Vous avez évoqué l'impossibilité d'engager de nouvelles dépenses discrétionnaires, sauf urgence au cas par cas, à propos, notamment, des dépenses d'intervention, y compris les subventions aux collectivités et aux associations. Qu'en est-il ? Surtout, quelle est, en l'état actuel de vos connaissances, la durée maximale pendant laquelle cette situation sera supportable au début de l'année 2025 ? Il s'agit là d'une de nos premières préoccupations en ces temps de grande instabilité.

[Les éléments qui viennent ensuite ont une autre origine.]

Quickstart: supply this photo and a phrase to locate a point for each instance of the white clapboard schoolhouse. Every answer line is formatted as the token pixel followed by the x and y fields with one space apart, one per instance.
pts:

M. Philippe Mouiller, président de la commission des affaires sociales. - Ce projet de loi spéciale a surtout le statut d'un projet de loi de finances, même si un article concerne directement le financement de la sécurité sociale, notamment les enjeux de trésorerie et d'emprunt à court terme. Nous sommes dans une situation où, concernant la sécurité sociale, le passage au 31 décembre sans mesures pour limiter le déficit attendu est problématique, car la sécurité sociale est un système de guichet : tous les ans, sans réforme de base, entre 9 et 12 milliards d'euros de dépenses supplémentaires se font jour naturellement.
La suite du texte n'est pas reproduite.